Logstash는 크게 Input, Filter, Output 설정이 필요하다.

[ /etc/logstash/conf.d ]

/etc/logstash/conf.d# ls

01-beats-input.conf 10-syslog-filter.conf 20-openstack-filter.conf 30-elastic-output.conf.bak patterns

input은 filebeat로 부터 수신될 포트번호와 character set등을 설정한다.

/etc/logstash/conf.d# cat 01-beats-input.conf

input {

beats {

codec => plain {

charset => "UTF-8"

}

port => 5044

client_inactivity_timeout => 60

}

Filter는 해당 로그들의 패턴 중 필요한 부분만 가져오기 위해서 설정하는 부분이며 기본적인 syslog filter는 아래와 같다

/etc/logstash/conf.d# cat 10-syslog-filter.conf

filter {

if [type] == "syslog" {

grok {

match => { "message" => "%{SYSLOGTIMESTAMP:syslog_timestamp} %{SYSLOGHOST:syslog_hostname} %{DATA:syslog_program}(?:\[%{POSINT:syslog_pid}\])?: %{GREEDYDATA:syslog_message}" }

add_field => [ "received_at", "%{@timestamp}" ]

add_field => [ "received_from", "%{host}" ]

}

syslog_pri { }

date {

match => [ "syslog_timestamp", "MMM d HH:mm:ss", "MMM dd HH:mm:ss" ]

}

그리고 Output은 수집된 데이터를 출력하는 설정인데, ElasticSearch에 대한 설정은 아래를 참고하자

/etc/logstash/conf.d# cat 30-elastic-output.conf

output {

elasticsearch {

hosts => ["192.168.76.106"]

sniffing => true

manage_template => false

index => "%{[@metadata][beat]}-%{+YYYY.MM.dd}"

document_type => "%{[@metadata][type]}"

}

Google Pub/Sub

이번 구성에서는 Log를 ElasticSearch로 보내는 것이 아니라 Google의 pubsub이라는 Message Queue로 보내서 해당 로그에 대한 처리는 Google Cloud에서 해보는 것이 목적이다.

그 이유는 Google이 자랑하는 BigQuery에 데이터를 쌓아서, 로그를 이용한 여러가지(분석, ML등..)를 해보고자 하는 것이다.

설치는 아래 링크를 참조하자

https://www.elastic.co/guide/en/logstash/current/plugins-inputs-google_pubsub.html

# /usr/share/logstash/bin/logstash-plugin install logstash-input-google_pubsub

Validating logstash-input-google_pubsub

Installing logstash-input-google_pubsub

Installation successful

그리고 본인의 GCP Console에서 IAM항목에 Service Account를 생성한다. Service Account 생성은 이전 포스트에 생성하는 방법이 있으니 참조한다.

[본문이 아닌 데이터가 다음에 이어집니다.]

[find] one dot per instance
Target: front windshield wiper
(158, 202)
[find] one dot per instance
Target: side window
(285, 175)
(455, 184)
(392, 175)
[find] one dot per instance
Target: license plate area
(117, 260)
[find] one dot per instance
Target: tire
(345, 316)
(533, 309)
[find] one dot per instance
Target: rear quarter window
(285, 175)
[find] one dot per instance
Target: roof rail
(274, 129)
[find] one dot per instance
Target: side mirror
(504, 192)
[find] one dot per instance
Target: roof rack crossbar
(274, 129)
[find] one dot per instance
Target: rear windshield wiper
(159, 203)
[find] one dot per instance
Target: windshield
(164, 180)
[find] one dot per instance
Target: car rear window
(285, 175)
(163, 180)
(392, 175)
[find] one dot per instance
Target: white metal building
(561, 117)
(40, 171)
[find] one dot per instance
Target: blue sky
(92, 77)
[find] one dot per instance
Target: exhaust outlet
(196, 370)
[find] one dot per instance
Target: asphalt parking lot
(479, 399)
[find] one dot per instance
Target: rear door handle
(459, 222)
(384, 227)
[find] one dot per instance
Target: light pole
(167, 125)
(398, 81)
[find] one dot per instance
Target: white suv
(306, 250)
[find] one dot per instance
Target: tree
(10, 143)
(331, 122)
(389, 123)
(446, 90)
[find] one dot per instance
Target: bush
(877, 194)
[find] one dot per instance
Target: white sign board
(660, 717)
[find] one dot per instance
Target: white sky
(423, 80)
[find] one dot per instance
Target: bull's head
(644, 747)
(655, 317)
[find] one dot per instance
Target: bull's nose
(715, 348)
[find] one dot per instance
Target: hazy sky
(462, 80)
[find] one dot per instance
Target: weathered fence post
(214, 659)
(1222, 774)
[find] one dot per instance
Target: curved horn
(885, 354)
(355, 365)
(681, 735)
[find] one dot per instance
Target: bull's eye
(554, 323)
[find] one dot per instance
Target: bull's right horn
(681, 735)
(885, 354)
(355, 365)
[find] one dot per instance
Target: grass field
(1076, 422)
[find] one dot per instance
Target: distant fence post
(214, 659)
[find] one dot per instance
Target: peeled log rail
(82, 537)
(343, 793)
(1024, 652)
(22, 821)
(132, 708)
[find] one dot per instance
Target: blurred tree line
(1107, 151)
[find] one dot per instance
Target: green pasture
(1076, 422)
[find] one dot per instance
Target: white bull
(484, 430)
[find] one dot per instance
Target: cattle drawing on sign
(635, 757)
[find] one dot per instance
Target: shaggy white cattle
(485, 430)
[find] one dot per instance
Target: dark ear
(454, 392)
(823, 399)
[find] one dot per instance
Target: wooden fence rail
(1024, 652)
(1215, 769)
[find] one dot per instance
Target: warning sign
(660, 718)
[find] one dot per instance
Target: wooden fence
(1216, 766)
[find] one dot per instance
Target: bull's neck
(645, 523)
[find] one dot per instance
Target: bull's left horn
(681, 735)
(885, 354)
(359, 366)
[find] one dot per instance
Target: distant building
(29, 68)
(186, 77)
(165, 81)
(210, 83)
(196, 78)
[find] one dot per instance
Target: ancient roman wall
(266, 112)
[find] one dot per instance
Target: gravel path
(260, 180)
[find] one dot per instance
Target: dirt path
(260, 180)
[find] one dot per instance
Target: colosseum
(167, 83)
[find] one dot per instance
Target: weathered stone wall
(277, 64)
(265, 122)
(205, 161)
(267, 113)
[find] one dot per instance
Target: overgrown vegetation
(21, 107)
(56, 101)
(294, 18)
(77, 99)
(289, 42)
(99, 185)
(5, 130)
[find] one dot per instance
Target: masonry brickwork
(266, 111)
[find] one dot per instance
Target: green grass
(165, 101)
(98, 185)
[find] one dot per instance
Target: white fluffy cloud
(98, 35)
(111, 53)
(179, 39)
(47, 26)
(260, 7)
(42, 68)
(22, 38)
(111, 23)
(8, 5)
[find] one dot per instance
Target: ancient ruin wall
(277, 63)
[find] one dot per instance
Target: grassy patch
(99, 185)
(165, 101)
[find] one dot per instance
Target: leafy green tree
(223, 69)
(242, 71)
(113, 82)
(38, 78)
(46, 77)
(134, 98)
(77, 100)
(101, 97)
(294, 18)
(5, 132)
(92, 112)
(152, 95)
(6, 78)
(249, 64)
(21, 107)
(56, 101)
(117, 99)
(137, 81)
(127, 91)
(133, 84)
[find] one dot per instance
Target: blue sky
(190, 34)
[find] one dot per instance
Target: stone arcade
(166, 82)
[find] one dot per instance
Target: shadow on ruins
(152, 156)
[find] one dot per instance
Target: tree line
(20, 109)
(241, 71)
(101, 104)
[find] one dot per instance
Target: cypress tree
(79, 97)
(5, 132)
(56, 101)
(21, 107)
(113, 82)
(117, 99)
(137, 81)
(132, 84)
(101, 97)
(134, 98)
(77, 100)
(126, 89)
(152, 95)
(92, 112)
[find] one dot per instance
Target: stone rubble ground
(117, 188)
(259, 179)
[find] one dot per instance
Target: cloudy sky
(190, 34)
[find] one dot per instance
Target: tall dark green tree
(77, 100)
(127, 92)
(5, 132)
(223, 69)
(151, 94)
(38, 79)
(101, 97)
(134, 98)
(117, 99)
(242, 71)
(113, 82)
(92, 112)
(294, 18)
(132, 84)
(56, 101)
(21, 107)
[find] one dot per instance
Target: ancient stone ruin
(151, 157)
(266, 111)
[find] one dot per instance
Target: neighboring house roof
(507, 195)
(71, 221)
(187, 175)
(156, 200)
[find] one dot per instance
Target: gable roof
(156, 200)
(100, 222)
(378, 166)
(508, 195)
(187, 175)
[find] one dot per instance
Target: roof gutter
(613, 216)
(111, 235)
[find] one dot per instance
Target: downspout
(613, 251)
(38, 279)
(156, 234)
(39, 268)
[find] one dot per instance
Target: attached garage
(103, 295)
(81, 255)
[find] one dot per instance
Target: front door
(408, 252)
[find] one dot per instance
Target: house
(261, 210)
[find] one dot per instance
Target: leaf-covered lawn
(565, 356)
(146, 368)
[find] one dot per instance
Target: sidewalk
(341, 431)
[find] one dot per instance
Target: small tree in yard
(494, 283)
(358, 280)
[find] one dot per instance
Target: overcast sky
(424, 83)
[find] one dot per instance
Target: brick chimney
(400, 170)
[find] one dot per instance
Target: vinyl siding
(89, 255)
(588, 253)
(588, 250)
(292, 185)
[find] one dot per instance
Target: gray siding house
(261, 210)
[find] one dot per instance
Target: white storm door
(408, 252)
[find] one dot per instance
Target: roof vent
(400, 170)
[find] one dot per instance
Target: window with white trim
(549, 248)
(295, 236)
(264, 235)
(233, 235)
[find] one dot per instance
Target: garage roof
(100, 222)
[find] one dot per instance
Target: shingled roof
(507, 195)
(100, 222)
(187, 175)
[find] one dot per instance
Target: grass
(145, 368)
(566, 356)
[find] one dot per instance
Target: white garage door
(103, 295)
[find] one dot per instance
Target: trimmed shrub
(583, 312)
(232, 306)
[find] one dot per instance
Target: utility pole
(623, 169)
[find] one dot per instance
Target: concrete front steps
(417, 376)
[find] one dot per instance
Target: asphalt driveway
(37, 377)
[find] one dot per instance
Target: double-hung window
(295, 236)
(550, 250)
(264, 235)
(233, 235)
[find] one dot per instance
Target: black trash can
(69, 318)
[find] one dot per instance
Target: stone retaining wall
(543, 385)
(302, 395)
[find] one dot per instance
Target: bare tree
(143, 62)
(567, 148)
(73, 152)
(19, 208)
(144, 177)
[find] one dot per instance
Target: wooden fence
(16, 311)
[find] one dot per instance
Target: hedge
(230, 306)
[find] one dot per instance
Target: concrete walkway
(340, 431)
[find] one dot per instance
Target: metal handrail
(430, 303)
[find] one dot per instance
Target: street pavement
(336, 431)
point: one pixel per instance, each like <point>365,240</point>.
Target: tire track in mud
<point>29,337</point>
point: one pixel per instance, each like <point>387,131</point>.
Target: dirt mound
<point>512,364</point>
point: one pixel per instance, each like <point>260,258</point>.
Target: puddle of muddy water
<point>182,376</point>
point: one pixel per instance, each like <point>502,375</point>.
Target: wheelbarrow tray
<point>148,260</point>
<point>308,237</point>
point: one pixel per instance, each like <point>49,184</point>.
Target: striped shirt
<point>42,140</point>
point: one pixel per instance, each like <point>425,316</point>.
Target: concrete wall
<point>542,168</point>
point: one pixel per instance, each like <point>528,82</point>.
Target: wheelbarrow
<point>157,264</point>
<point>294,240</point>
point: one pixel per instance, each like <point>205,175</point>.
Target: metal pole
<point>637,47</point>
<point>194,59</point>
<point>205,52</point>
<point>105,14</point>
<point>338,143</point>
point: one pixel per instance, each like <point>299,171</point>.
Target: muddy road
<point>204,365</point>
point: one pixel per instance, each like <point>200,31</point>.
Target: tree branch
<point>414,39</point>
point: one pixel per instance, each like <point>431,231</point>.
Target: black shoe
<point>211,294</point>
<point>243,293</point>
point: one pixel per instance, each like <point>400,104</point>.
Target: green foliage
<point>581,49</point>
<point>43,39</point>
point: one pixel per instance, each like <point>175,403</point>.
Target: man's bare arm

/etc/logstash/conf.d 아래에 아래 처럼 설정을 만들어두고 logstash 서비스를 restart한다

input {

    google_pubsub {
        # Your GCP project id (name)
        project_id => "my-project-1234"

        # The topic name below is currently hard-coded in the plugin. You
        # must first create this topic by hand and ensure you are exporting
        # logging to this pubsub topic.
        topic => "logstash-input-dev"

        # The subscription name is customizeable. The plugin will attempt to
        # create the subscription (but use the hard-coded topic name above).
        subscription => "logstash-sub"

        # If you are running logstash within GCE, it will use
        # Application Default Credentials and use GCE's metadata
        # service to fetch tokens.  However, if you are running logstash
        # outside of GCE, you will need to specify the service account's
        # JSON key file below.
        #json_key_file => "/home/erjohnso/pkey.json"
    }
}
output { stdout { codec => rubydebug } }

그리고 Google Cloud Console에서 pubsub topic을 만들고 subscription을 생성하면 끝이 난다

Service account에서 만든 json 파일의 위치가 저위의 json_key_file에 해당된다.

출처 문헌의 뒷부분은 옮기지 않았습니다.